Dessen Präsidenten Thomas Hampel bleibt es vorbehalten, wohl dosiert etwas Wasser in den Wein zu gießen. Das Sicherheitsempfinden hänge auch von dem Zustand ab, in dem der Bahnhof und dessen gesamtes Umfeld sich befänden. Und da gebe es während der jahrelangen Bauarbeiten schon noch Ecken, die verbesserungswürdig seien. Weswegen man mit der Bahn „im Gespräch“ sei. Thomas Hampel ist ein freundlicher Mann.
Wie die Münchner Polizei die Sicherheit im Bahnhofsumfeld verbessert, war am Donnerstag zu erleben. Mit Hilfe der „neuen hochmodernen und erst kürzlich aufgestellten Videotürme“ (O-Ton Präsidium) in der Schillerstraße/Adolf-Kolping-Straße im Südlichen Bahnhofsviertel sei es da gelungen, einen 18-Jährigen als Tatverdächtigen zu identifizieren. Der junge Mann hatte einen Kontrahenten mit einer Bierflasche niedergeschlagen und mit Tritten traktiert, ehe er Richtung Hauptbahnhof geflohen war.
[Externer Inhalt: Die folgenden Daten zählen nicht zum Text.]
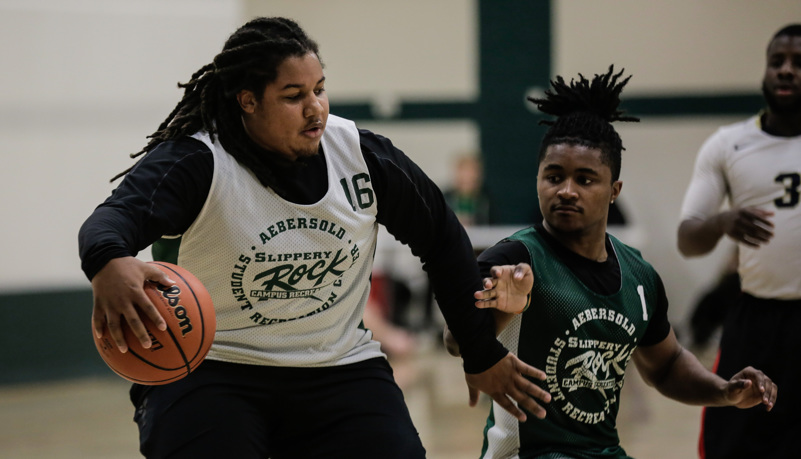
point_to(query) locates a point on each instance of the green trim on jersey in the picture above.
(583, 341)
(166, 249)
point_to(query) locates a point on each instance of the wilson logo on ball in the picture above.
(172, 295)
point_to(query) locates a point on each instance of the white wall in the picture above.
(84, 81)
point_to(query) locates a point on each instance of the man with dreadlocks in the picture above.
(274, 205)
(575, 301)
(756, 165)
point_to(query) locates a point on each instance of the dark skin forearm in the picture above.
(676, 373)
(749, 226)
(698, 237)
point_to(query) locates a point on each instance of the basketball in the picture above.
(177, 351)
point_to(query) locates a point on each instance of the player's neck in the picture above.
(590, 243)
(781, 125)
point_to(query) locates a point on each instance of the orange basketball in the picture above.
(176, 351)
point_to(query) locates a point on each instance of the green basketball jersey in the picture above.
(583, 341)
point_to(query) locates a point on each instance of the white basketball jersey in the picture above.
(289, 281)
(753, 168)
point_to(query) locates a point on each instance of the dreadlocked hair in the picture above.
(584, 112)
(249, 60)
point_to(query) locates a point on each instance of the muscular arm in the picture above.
(676, 373)
(750, 226)
(703, 223)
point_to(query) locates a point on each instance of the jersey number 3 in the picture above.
(791, 183)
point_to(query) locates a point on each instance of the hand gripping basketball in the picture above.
(175, 352)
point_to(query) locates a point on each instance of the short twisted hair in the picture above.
(585, 110)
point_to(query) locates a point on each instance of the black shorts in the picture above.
(244, 411)
(763, 334)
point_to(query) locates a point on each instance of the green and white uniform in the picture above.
(583, 340)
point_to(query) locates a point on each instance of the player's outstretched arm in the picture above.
(505, 382)
(507, 289)
(750, 226)
(676, 373)
(119, 294)
(749, 388)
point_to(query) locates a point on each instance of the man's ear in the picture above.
(617, 186)
(247, 101)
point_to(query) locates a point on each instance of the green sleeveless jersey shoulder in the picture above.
(583, 341)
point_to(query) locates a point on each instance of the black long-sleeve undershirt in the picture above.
(166, 190)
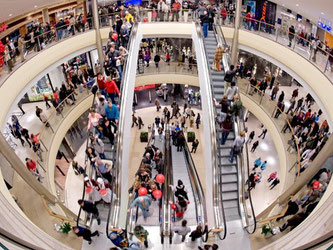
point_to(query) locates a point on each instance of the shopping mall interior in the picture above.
(166, 124)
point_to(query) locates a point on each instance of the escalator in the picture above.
(183, 168)
(231, 176)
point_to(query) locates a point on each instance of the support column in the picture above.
(234, 47)
(98, 35)
(30, 179)
(307, 175)
(45, 13)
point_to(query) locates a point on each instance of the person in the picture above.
(112, 114)
(140, 122)
(237, 146)
(263, 165)
(157, 105)
(251, 136)
(272, 176)
(157, 60)
(197, 233)
(195, 144)
(134, 120)
(93, 121)
(257, 163)
(141, 234)
(254, 146)
(291, 34)
(32, 167)
(111, 88)
(274, 183)
(231, 91)
(180, 142)
(85, 233)
(103, 170)
(205, 23)
(197, 121)
(180, 206)
(263, 133)
(97, 144)
(218, 56)
(229, 76)
(90, 208)
(182, 230)
(175, 10)
(227, 127)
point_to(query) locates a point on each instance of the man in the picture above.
(291, 34)
(111, 88)
(90, 208)
(175, 10)
(103, 170)
(182, 230)
(112, 113)
(85, 233)
(32, 167)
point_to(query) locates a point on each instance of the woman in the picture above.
(197, 233)
(218, 57)
(94, 122)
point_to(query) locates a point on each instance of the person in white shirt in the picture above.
(182, 230)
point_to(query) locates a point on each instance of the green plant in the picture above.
(65, 228)
(190, 136)
(266, 229)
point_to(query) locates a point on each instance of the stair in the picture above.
(229, 171)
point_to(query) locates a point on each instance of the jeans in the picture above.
(205, 29)
(224, 137)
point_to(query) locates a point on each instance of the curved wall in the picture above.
(318, 85)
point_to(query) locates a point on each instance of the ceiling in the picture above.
(13, 8)
(311, 9)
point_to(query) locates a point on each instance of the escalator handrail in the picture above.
(85, 162)
(220, 37)
(217, 192)
(115, 204)
(129, 217)
(198, 194)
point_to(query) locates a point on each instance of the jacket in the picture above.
(112, 113)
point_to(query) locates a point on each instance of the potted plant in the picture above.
(190, 136)
(65, 228)
(266, 230)
(144, 137)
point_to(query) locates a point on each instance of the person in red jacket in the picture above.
(32, 167)
(101, 83)
(111, 88)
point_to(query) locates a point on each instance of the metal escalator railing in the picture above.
(112, 220)
(245, 200)
(91, 173)
(219, 215)
(168, 214)
(198, 194)
(132, 215)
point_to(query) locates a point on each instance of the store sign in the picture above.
(3, 27)
(325, 24)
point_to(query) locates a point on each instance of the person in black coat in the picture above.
(90, 208)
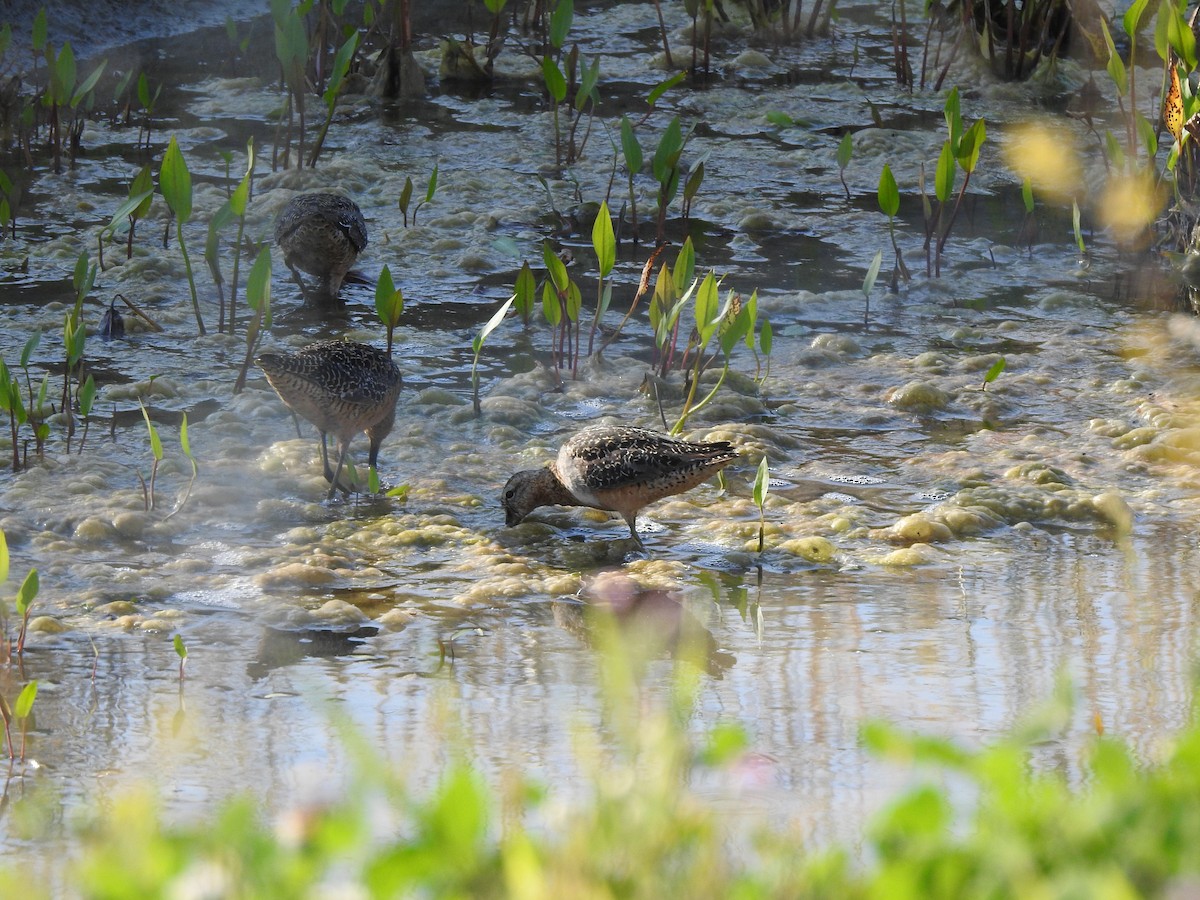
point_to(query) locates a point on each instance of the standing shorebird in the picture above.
(617, 468)
(342, 388)
(321, 234)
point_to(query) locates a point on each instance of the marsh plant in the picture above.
(477, 347)
(389, 304)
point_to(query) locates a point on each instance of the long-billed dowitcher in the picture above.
(321, 234)
(342, 388)
(617, 468)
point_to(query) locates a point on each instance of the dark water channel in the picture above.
(983, 541)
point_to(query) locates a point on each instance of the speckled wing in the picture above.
(604, 460)
(348, 220)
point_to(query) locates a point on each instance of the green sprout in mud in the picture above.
(761, 486)
(21, 711)
(477, 347)
(135, 208)
(604, 241)
(873, 273)
(960, 150)
(845, 149)
(336, 79)
(175, 184)
(389, 304)
(181, 652)
(24, 604)
(233, 209)
(258, 298)
(561, 303)
(292, 51)
(148, 489)
(525, 292)
(406, 195)
(889, 204)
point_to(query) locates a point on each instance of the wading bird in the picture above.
(617, 468)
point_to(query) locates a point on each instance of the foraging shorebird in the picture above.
(617, 468)
(342, 388)
(321, 234)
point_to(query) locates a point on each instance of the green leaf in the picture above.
(87, 396)
(28, 592)
(556, 83)
(706, 307)
(389, 301)
(406, 196)
(1116, 67)
(31, 342)
(555, 268)
(588, 84)
(663, 88)
(337, 73)
(761, 484)
(155, 441)
(550, 306)
(89, 84)
(184, 442)
(873, 273)
(943, 181)
(889, 193)
(970, 145)
(953, 117)
(994, 371)
(1135, 17)
(175, 183)
(684, 268)
(666, 157)
(737, 330)
(24, 705)
(629, 147)
(574, 301)
(258, 282)
(845, 149)
(561, 23)
(433, 184)
(492, 324)
(604, 240)
(525, 291)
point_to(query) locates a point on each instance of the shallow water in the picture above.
(984, 540)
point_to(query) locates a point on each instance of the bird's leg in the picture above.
(324, 460)
(631, 521)
(341, 461)
(295, 274)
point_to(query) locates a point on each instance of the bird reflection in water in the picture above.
(645, 623)
(285, 647)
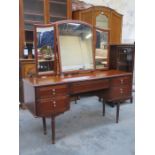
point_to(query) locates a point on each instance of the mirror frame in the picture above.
(101, 13)
(58, 46)
(36, 52)
(108, 43)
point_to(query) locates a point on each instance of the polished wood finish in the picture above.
(27, 36)
(53, 129)
(44, 125)
(115, 20)
(122, 57)
(50, 96)
(120, 89)
(46, 19)
(27, 68)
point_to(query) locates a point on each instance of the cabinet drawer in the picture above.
(124, 80)
(51, 91)
(119, 92)
(86, 86)
(46, 107)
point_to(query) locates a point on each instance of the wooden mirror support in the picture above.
(101, 48)
(44, 39)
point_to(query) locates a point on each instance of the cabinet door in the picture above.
(116, 28)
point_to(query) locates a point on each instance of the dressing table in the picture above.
(75, 70)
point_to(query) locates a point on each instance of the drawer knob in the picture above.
(122, 81)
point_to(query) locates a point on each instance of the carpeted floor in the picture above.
(81, 131)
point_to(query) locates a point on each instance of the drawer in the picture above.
(119, 92)
(87, 86)
(46, 107)
(124, 80)
(51, 91)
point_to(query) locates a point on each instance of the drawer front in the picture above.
(119, 92)
(87, 86)
(51, 91)
(46, 107)
(124, 80)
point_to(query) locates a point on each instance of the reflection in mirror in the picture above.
(76, 47)
(102, 21)
(101, 54)
(45, 49)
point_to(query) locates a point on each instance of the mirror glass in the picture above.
(45, 49)
(102, 21)
(76, 47)
(101, 54)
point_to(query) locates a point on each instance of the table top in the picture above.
(60, 79)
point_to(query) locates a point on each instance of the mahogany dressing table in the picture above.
(76, 58)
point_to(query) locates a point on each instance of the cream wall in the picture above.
(127, 9)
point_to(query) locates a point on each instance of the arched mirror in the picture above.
(102, 21)
(102, 49)
(44, 49)
(75, 46)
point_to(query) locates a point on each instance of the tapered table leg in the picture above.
(103, 108)
(53, 129)
(117, 112)
(44, 125)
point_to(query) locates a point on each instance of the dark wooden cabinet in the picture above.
(121, 57)
(45, 98)
(27, 68)
(52, 100)
(36, 12)
(120, 89)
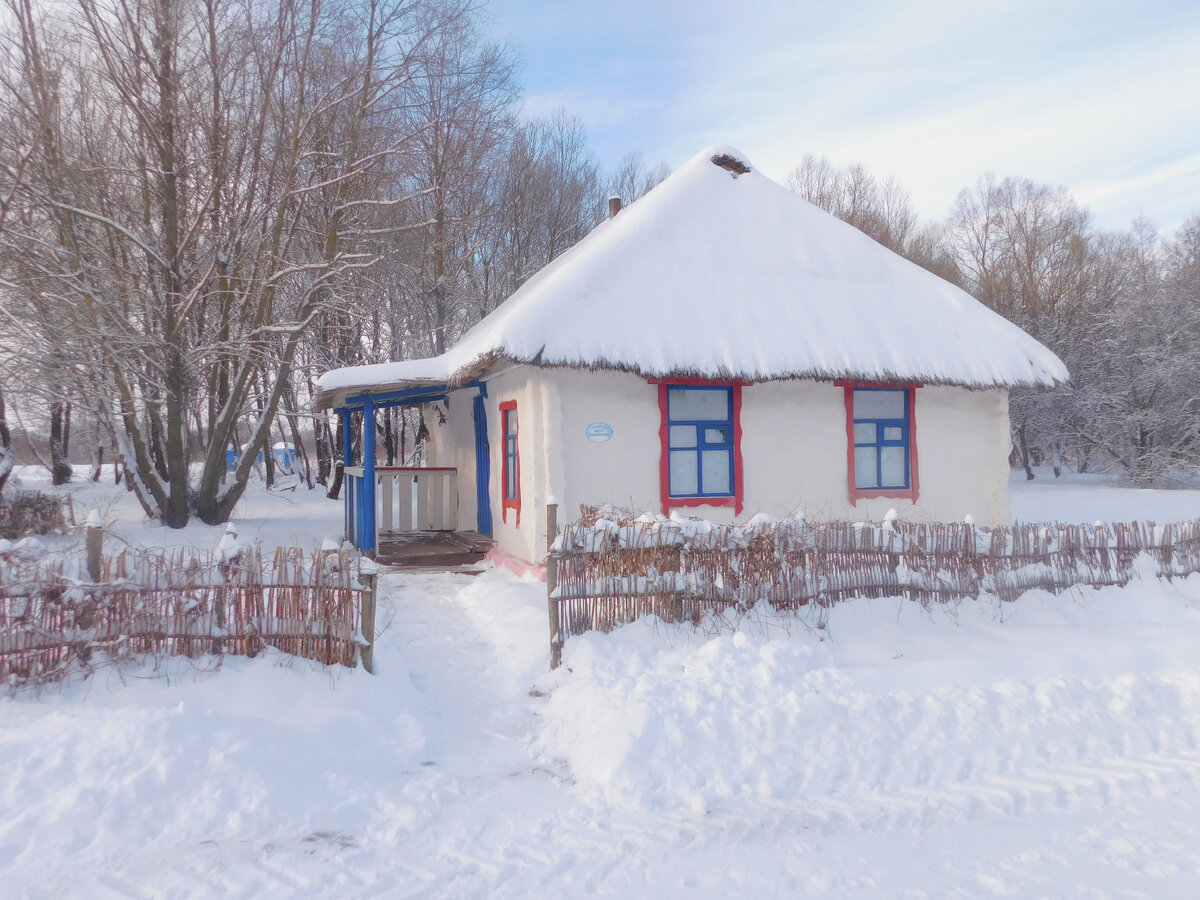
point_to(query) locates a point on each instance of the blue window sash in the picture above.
(703, 445)
(882, 442)
(510, 454)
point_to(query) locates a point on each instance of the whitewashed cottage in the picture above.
(719, 348)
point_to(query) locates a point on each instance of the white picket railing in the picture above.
(417, 498)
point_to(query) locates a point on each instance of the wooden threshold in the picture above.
(432, 551)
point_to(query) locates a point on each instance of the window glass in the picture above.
(699, 403)
(683, 473)
(867, 467)
(893, 469)
(715, 472)
(717, 436)
(879, 403)
(683, 436)
(864, 432)
(700, 442)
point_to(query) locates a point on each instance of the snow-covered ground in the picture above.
(1043, 748)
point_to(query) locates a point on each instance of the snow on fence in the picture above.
(55, 619)
(612, 568)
Derart dramatische oder gar blutige Szenen bleiben dem Innenminister am Freitag erspart. Eine Meldung hatte es zwar geben, dass ein bewaffneter Mann durch den Bahnhof laufe. Die erwies sich jedoch als falsch, der vorgebliche Zeuge hatte möglicherweise zu tief ins Glas geschaut. Selbst einer der hochnotpeinlich befragten Passanten sagt nach der Kontrolle durch die Bundespolizisten, das sei doch eigentlich eine ganz spannende Aktion gewesen. Nein, kein Groll deswegen. Oft dienen die vielen Polizisten als Auskunftsstelle für Reisende, denen es pressiert: Wo denn, bitte, das nächste WC sei? Und der Koffer? Der ist ungefährlich und längst verräumt, als der Minister am Bahnsteig 11 eintrifft.